The European Parliament asks for the deficit targets to be split “in a fair way” among government levels

January 16, 2013 11:35 PM | CNA

The Spanish Government is keeping most of the 4.5% public deficit allowed to the entire Spanish public sector in 2013 for itself, despite managing only 50% of the total public spending. It has allowed itself a 3.8% deficit while it has imposed a 0.7% target on the regional governments, which manage almost 40% of the public spending including basic services such as healthcare and education. The European Parliament report indirectly asks Madrid to relax the Autonomous Communities’ deficit targets according to the basic services they provide. In addition, it also states that regional governments should have greater fiscal capacities and depend less on central government transfers. Furthermore, the report asks “some member states” to eliminate the ministries whose powers have been devolved and to “reduce unnecessary defence expenditures”.

The Constitutional Court halts Catalonia’s drug prescription fee, bank deposit tax and judicial fees

January 16, 2013 12:09 AM | CNA / Gaspar Pericay Coll

The Constitutional Court has accepted the Spanish Government’s appeal against three measures adopted by the Catalan Executive to reduce its deficit, some of them negotiated last spring with the People’s Party (PP). The Spanish Government, which is run by the PP, now believes that these measures invade its own powers, “break market unity” and go against the principle of “equality for all Spaniards”. While accepting the appeal, the Court has temporarily suspended the application of the fees and taxes for a five-month period, which could be extended. The Catalan Government will appeal the decision as it believes the measures to be in line with the Constitution and within its jurisdiction. The drug prescription fee brought in €46 million in its first 6 months and it reduced public spending on medicines.

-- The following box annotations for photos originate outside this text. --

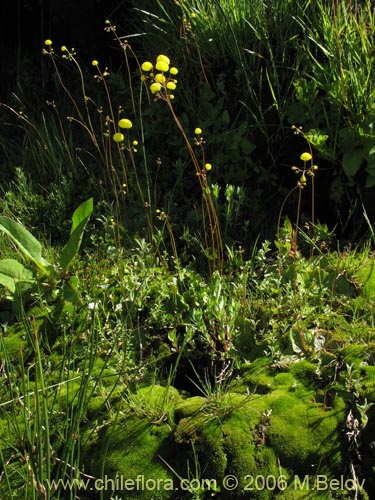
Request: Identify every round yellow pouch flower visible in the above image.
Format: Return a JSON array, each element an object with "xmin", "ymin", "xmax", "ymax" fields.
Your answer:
[
  {"xmin": 141, "ymin": 61, "xmax": 152, "ymax": 71},
  {"xmin": 156, "ymin": 54, "xmax": 171, "ymax": 66},
  {"xmin": 118, "ymin": 118, "xmax": 133, "ymax": 128},
  {"xmin": 155, "ymin": 61, "xmax": 169, "ymax": 71},
  {"xmin": 150, "ymin": 82, "xmax": 161, "ymax": 94},
  {"xmin": 112, "ymin": 132, "xmax": 125, "ymax": 142},
  {"xmin": 300, "ymin": 153, "xmax": 312, "ymax": 161},
  {"xmin": 154, "ymin": 73, "xmax": 166, "ymax": 83}
]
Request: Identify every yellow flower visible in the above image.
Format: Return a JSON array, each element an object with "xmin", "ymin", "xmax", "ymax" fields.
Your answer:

Catalan nationalists have reached a final agreement and an independence vote will be organised in 2014

December 18, 2012 11:49 PM | CNA

The Centre-Right Catalan Nationalist Coalition (CiU) and the Left-Wing Catalan Independence Party (ERC) have reached a definitive agreement ensuring the next Catalan Government parliamentary stability to approve the main laws. The CiU leader Artur Mas will be re-elected President of the Catalan Government with the ERC’s vote in the Catalan Parliament by the end of the week. However, the ERC will not sit in the Cabinet and will only offer support on the agreed issues. The last point blocking the agreement was the CiU’s refusal to set a specific date for a self-determination referendum. Finally, they have agreed on calling for a citizen vote on Catalonia’s independence from Spain in 2014. However, the CiU has managed to include a clause postponing the voting call if both parties explicitly agree to do so.

The Catalan Government creates a tax on bank deposits with expectation of earning €500 million per year

December 18, 2012 10:23 PM | CNA

With this decision, the Catalan Government wants “to safeguard” its power to adopt this type of tax or the equivalent revenue, after the Spanish Government announced the creation of its own tax while keeping it at 0% to prevent the Autonomous Communities from approving it. The Constitutional Court has already backed the taxes on bank deposits created by Extremadura, Andalucía and Canarias. Catalonia’s tax will not affect clients but only the banks. It will affect all banks operating in Catalonia, independent of where they are based. In addition, it will have retroactive effects as from the 30th of November. The Spanish Finance Minister warned that the Spanish Government will fully oppose it.